Dante, we know, continues to be the subject of study even at a distance of all these centuries. This is confirmed by the new appointment in the spaces of New York University, on April 7, 2026, where at the Casa Italiana Zerilli-Marimò will hold a new meeting of the John Freccero Lecture Series, part of a cycle dedicated to Italian studies that over the years has consolidated its role as a reference point for the academic community and for the public interested in the Italian literary culture in the United States. The initiative is promoted together with the Department of Italian Studies of the same university.
The lesson, entitled “Deforming Deceit. Contagion, Animality, and Metamorphosis in Inferno XXIX-XXX”, is held by Eleonora Stoppino, professor at the University of Illinois Urbana-Champaign. The focus is on the XXIX and XXX songs of Dante Alighieri’s Hell, in which the falsiers are punished through deforming diseases that alter the body. The analysis proposed starts precisely from the physical deformation inflicted, which is not only a symbolic punishment but becomes a manifestation of moral falsification. In these songs, those who manipulated substances, identity or nature undergo a transformation that makes the violation of natural order visible.

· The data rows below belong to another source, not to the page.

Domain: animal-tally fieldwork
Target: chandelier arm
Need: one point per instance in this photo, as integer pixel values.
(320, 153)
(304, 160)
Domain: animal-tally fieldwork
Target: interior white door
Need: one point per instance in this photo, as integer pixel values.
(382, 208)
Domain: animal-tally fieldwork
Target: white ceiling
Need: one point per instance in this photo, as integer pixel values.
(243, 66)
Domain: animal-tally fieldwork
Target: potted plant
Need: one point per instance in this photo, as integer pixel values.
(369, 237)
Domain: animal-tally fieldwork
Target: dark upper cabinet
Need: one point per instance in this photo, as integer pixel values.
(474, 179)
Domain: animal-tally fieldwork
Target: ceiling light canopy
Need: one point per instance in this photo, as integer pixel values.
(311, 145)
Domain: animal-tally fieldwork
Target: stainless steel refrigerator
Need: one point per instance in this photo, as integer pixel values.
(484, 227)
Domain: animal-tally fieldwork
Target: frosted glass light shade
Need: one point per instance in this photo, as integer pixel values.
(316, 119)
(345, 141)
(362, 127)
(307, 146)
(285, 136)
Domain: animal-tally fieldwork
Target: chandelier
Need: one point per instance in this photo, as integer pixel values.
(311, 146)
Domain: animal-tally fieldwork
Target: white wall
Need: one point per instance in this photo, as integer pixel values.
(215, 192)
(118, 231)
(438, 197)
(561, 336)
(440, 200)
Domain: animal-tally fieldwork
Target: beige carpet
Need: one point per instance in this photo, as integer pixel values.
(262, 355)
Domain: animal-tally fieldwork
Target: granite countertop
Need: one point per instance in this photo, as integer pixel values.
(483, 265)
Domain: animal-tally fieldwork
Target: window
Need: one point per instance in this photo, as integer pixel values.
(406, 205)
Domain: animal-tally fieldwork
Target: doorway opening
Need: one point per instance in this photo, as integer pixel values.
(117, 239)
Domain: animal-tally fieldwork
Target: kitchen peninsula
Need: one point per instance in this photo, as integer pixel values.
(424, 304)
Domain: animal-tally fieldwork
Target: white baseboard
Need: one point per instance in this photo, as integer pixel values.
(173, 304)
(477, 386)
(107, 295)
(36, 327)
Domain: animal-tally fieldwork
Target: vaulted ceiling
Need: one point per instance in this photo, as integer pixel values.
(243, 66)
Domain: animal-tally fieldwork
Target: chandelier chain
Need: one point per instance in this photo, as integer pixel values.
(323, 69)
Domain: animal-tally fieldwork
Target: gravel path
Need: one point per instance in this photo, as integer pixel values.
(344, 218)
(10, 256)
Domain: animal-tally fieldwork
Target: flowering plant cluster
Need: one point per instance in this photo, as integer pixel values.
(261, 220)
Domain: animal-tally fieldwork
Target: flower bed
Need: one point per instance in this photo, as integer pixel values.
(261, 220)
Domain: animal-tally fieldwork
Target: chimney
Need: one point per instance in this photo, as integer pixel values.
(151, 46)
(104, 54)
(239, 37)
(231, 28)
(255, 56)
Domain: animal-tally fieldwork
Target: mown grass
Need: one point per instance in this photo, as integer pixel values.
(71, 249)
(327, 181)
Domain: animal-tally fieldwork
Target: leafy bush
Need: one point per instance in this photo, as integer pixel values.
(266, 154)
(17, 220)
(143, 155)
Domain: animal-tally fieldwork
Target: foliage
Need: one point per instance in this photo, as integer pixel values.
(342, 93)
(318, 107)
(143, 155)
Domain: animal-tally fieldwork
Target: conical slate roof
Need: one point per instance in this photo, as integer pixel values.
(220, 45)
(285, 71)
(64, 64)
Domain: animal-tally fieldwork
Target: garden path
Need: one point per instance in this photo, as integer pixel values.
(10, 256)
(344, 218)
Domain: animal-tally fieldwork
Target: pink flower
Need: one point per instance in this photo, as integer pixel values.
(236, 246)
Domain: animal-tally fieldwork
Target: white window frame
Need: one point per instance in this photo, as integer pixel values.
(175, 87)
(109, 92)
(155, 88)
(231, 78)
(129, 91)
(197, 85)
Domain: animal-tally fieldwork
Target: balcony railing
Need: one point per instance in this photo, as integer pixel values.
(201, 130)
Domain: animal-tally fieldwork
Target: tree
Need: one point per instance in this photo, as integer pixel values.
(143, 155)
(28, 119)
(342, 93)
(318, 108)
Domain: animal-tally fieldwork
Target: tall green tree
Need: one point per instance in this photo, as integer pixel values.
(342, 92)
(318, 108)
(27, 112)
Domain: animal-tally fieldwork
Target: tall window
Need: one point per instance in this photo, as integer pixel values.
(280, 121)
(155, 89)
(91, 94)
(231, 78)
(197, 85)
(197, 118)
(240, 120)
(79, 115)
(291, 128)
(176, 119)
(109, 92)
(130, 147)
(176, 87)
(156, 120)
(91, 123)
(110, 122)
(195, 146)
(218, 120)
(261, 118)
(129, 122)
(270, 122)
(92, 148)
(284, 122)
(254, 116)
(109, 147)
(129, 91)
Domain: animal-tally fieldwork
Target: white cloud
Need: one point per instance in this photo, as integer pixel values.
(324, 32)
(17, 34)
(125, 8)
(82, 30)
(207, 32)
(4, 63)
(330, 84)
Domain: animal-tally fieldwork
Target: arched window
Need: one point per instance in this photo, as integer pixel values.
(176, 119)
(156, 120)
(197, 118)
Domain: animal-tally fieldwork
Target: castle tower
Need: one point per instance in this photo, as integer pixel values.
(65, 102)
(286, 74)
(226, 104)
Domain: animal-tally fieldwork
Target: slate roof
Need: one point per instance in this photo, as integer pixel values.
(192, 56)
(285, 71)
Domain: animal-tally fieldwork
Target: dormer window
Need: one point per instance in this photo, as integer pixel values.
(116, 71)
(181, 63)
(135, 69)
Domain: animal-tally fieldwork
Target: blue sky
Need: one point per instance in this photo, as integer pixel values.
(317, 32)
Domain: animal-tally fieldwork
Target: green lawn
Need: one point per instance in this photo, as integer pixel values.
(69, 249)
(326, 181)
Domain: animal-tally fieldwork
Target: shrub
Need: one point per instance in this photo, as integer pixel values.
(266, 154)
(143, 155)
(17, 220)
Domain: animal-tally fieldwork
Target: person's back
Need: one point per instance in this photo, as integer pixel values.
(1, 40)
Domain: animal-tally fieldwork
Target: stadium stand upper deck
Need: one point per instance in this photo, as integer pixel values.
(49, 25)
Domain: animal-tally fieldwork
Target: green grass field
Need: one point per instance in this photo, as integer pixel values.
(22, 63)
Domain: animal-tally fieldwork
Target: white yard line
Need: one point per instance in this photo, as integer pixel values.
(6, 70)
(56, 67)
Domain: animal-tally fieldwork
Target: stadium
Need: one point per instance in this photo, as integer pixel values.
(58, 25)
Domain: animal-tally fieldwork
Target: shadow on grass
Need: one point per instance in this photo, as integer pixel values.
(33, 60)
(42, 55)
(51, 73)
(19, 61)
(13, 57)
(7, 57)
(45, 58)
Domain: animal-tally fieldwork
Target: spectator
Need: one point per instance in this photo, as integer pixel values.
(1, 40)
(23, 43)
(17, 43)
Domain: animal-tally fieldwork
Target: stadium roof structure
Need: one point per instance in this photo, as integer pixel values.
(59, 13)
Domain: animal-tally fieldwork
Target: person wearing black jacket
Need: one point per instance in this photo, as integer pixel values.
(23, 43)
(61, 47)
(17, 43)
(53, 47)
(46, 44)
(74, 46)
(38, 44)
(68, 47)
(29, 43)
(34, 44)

Stoppino’s contribution is based on an analysis of Dante’s language, reconstructing the interweaving of disease and contagion within the two songs. It is a lexicon related to classical tradition, especially with Ovid, very present in medieval culture. In this reading, contagion becomes a way to describe a transformation. The disease pushes the bodies towards an animal condition, blowing the border between human and nonhuman. According to Stoppino, this is how Dante shows what it means to falsify: to compromise the very nature of the human being.
L’articolo A lesson at NYU on Dante’s Hell proviene da IlNewyorkese.